DOCUMENTS

Rick Turner: The present as history

Andries Nel says many of the murdered academic's insights remain timeless, fresh and challenging

Rick Turner: The present as history

Thirty-five years ago, on 8 January 1978, Rick Turner was gunned down in his Durban home, dying in the arms of his 13-year old daughter, Jann, a few weeks before the expiry of a five-year banning order.

No one has ever been prosecuted for his death nor has anyone accounted for it. Few doubt the involvement of the Apartheid security apparatus.

Turner - a philosopher, lectured in political science at the University of Natal, Durban. He was actively involved in re-establishing the trade union movement that led to the 1973 Durban strikes, forty years ago.

He had a close relationship with Bantu Stephen Biko, whose violent death at the hands of the Apartheid police in 1977 preceded his own by only a few months.

I first heard of Rick Turner in 1985 as a first year student activist at the University of Cape Town, after a National Union of South African Students (Nusas) political education workshop.

The workshop dealt with theory of organization, the concept of participatory democracy and the conviction that the way we organize should reflect the society we are organizing for.

A more experienced activist came to me afterwards and whispered, in conspiratorial tones, that I should read The Eye of the Needle by Rick Turner.

The book's full title is, The Eye of the Needle: Toward Participatory Democracy in South Africa.

"It is banned!" I was warned - probably as an incentive to ensure that I read it.

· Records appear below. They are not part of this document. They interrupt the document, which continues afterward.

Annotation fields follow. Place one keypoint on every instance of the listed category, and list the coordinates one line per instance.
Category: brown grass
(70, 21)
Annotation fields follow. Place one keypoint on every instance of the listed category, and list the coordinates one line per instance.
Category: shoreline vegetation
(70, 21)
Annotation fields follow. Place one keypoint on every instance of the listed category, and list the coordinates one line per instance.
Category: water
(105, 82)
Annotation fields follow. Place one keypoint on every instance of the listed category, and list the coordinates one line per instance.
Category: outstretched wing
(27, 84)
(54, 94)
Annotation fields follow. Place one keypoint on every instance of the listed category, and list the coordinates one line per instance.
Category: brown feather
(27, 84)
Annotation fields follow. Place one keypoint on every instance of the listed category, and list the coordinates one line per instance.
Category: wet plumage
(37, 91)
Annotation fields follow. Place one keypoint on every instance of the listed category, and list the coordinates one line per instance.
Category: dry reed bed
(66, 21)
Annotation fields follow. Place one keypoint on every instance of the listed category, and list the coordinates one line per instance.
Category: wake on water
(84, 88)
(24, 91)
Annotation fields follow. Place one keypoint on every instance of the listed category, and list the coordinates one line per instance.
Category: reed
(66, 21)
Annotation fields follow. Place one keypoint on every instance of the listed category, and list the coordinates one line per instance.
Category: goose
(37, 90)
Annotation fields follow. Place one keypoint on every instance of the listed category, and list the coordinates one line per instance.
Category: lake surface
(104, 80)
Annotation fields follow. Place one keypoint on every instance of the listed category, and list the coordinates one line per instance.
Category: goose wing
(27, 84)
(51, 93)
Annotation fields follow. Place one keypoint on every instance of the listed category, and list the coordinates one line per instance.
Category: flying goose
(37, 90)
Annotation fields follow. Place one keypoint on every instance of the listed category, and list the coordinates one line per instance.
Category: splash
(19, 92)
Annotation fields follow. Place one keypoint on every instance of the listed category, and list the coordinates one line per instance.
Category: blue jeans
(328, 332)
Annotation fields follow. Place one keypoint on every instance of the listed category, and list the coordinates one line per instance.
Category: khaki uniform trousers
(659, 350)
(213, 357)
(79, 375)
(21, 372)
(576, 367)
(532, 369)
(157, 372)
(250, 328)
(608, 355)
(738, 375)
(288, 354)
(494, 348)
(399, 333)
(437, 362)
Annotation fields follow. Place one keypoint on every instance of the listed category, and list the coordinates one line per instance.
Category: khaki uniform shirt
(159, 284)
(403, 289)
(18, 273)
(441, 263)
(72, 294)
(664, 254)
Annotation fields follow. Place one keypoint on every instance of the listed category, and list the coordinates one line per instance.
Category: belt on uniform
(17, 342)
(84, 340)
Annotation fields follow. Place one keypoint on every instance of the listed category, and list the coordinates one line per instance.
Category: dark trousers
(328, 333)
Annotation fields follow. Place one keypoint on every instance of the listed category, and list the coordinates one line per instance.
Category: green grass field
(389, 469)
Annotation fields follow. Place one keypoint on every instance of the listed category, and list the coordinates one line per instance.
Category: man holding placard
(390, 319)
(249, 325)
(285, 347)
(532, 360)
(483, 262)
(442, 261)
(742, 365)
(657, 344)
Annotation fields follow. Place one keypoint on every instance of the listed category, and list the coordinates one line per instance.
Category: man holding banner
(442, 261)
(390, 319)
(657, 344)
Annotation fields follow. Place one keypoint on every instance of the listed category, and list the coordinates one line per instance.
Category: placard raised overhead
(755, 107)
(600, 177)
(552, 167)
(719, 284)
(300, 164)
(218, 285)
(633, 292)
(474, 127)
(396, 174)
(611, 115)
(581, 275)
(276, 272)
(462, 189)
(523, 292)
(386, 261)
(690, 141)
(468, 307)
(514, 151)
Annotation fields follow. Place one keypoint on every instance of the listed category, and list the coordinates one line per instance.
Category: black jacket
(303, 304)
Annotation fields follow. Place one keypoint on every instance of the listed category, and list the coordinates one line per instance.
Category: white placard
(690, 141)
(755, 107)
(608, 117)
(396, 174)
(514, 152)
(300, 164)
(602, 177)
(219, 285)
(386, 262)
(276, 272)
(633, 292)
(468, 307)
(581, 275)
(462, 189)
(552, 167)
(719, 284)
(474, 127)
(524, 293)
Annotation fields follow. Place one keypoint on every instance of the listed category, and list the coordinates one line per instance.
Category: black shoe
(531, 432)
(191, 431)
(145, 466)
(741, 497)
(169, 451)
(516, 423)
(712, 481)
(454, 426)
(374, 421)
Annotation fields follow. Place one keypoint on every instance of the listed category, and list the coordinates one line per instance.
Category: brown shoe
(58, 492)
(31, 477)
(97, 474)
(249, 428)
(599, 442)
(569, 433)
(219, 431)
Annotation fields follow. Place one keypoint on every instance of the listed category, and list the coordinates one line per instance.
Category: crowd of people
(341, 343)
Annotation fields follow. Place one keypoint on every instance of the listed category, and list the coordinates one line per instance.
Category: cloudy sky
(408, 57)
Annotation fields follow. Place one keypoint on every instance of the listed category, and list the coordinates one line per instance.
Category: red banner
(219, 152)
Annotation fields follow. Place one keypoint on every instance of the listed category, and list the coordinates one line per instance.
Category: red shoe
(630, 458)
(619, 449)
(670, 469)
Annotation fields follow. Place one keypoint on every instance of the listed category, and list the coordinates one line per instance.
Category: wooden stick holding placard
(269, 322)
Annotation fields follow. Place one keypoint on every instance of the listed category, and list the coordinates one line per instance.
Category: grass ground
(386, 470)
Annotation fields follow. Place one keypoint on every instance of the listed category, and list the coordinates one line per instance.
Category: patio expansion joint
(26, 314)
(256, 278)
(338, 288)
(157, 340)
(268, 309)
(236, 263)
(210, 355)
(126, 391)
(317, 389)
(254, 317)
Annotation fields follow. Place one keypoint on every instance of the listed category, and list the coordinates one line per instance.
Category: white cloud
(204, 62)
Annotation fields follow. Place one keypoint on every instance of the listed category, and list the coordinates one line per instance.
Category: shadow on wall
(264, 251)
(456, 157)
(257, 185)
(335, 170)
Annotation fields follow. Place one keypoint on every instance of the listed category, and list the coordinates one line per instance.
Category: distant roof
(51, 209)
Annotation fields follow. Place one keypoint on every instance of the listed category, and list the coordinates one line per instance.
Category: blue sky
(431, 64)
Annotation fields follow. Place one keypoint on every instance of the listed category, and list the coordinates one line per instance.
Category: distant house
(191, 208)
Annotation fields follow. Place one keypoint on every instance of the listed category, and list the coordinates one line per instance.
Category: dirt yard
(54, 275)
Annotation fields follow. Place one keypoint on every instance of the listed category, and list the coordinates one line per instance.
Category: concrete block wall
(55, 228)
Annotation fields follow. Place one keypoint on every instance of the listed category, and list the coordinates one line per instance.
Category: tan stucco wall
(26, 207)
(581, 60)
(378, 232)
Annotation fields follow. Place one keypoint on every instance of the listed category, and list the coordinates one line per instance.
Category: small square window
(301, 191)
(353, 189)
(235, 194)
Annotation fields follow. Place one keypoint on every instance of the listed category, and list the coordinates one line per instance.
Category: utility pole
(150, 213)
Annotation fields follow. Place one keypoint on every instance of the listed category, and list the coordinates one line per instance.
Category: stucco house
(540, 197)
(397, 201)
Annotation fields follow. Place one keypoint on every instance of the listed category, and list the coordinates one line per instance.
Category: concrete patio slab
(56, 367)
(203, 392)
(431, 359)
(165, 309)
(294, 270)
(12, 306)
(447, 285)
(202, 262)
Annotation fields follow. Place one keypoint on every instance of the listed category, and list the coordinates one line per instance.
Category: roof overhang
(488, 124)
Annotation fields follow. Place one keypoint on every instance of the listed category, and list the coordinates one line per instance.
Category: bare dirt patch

I tried my luck in the restricted literature section of a library where, with permission, it might be accessed. As a tribute to my incipient skills in clandestine activity, I emerged with a surreptitiously made photocopy.

Years later I acquired the copy that remains within reach on my bookshelf - published by Orbis Books in New York in 1978. A small box of text on the back cover explains the cost of its authorship.

Rick Turner dwelled in my thoughts while I was listening to President Jacob Zuma deliver the ANC January 8 statement in Durban, thoughts prompted by more than coincidences of time and place, birth and death.

Whilst his work is rooted in its own space and time, many of Turner's insights remain timeless, fresh and challenging.

Turner argued that in order to understand society it is necessary both to describe it as well as to theorize it, and that a necessary step to theorizing it is, "to grasp the present as history" - to understand that the existence of something, including that of a social system, is no guarantee that it will continue to exist.

Hearing President Zuma announce how the ANC, as it enters the second phase of our transition, was committing itself to speed up the elimination of a racist legacy which resulted in poverty, inequality and unemployment, I recalled Turner's deep understanding of the dialectic of race and class in a society shaped by colonialism and apartheid:

"In South Africa the major cause of conflict is the unequal distribution of wealth. This unequal distribution coincides almost exactly with color or race differences, and somewhat more roughly, with cultural differences.

"Neither cultural nor racial differences are in themselves inherently causes of social conflict, although they can, through ignorance and prejudice, become causes of conflict.

"In South Africa, this basic cause of social conflict and tension is overlaid by race and cultural prejudice in a potent mixture. Prejudice can be cured by education. Contradiction of interest cannot.

"However, if the wealth gap is done away with, there will no longer be any inherent reason for conflict. Cultural or racial groups can and do co-exist when they are not also divided by different economic interests.

"The maintenance of their cultural identity by white South Africans is a reasonable wish, but it is not dependent on their maintenance of economic privilege, and should not be confused with this."

And ...

"The whites are, in an important sense, themselves victims of the very system that they fight to preserve. For in becoming racialists and exploiters they become closed off to important areas of human experience.

"We have already discussed in general terms what is meant by the injunction "love your neighbor as yourself." To be yourself, you must love your neighbor. The question is, what do you become if you fear and hate your neighbor?

"The essential thing that white South Africans lose is openness to the future and to other people."

As Cyril Ramaphosa, newly elected Deputy President of the ANC, announced that the ANC's 101year birthday cake would not be eaten at the stadium but would be divided in two, one half going to an orphanage and the other to an old age home, I also recalled Turner's exhortation that:

"We must attack racism, but we must also attack the unquestioned acceptance of material values underlying racism. We must try to show to all those who accept the dominant values how much they lose in this society and how much they could gain in a good society. "Self-interest" and "material interest" are not the same. In fact, they are often incompatible."